As usual, these awards have provoked some debate on the merits of the honours system. Some people (including, famously, Benjamin Zephaniah) believe the word “Empire” is intimately connected with colonialism and oppresion and ought to be opposed. Others consider that its awards do not always appear to be justified – there is a perception, which the evidence appears to support, that senior civil servants recieve honours as part of their progression up the career ladder. Similarly politicians and party donors appear to have an easier path to honours. As for the House of Lords, its life peers are merely legislators appointed by the Government and the title is not reflective of any merit or special achievement. (The idea that a country can claim to be a democracy when a large proportion of its legislators are appointed for life by the Government is too absurd to be worth the effort of criticising.)
The republican pressure group Republic issued a statement on the honours system in 2011. They say:
We take the view that the current honours system has been corrupted to the point of being worthless, and that clearly the system is used to award political allies and donors and to confer rank on establishment figures and the ‘great and good’. It is also used as a PR opportunity by governments wanting to promote their populist credentials by awarding honours to celebrities. It is an unscrupulous system of patronage and PR.

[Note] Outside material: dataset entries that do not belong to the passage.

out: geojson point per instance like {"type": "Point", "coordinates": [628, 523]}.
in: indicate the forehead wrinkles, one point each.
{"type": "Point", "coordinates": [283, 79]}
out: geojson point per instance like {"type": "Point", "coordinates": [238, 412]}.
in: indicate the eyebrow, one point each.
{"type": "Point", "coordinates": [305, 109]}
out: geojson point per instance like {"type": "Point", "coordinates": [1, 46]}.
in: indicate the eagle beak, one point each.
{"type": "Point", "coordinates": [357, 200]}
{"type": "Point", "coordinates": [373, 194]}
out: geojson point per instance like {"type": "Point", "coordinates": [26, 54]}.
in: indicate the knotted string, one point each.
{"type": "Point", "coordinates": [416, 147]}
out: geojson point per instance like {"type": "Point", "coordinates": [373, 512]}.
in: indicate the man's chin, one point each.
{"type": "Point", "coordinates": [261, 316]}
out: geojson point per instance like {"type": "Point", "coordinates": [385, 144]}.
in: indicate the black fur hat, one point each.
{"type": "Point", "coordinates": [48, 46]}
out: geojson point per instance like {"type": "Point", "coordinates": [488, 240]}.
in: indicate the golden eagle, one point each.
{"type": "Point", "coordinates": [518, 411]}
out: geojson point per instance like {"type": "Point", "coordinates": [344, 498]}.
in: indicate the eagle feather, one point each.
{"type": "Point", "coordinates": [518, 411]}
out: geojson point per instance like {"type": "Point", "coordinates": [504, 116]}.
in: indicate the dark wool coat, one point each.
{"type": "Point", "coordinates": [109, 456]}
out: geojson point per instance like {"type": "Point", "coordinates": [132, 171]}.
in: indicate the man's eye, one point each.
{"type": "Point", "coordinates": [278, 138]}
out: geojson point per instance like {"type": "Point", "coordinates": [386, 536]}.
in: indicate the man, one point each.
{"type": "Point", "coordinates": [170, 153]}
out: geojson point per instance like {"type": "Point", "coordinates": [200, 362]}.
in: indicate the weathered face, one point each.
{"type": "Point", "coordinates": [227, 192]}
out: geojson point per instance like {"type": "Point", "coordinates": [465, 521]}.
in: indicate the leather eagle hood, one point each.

That is their view and they are entitled to take it. However it does speak of a certain cynicism of governments, populism and PR, a cynicism that is widespread but perhaps not wholly dominant in the UK (as evidenced by the fact that people do persist in voting for members of political parties at elections.) They later add:
While we accept that many people deserve public recognition through an honours system we believe the current practice of handing out thousands of gongs to undeserving recipients (often of a higher rank than the more deserving) cheapens any award.
Which is quite emphatically a matter of opinion, since they are explicitly setting their criteria of people who “deserve public recognition” against the recommendations of the various nominating bodies (“undeserving recipients”). They are entitled to their view. But someone evidently thinks the recipients are deserving, otherwise they wouldn’t be recipients.
I have known a number of people awarded the MBE for services to their communities in the past; all were immensely proud and grateful to have been recognised for their invariably selfless actions. None considered the honour worthless because they had to share it with celebrities, dignitaries or retired council leaders.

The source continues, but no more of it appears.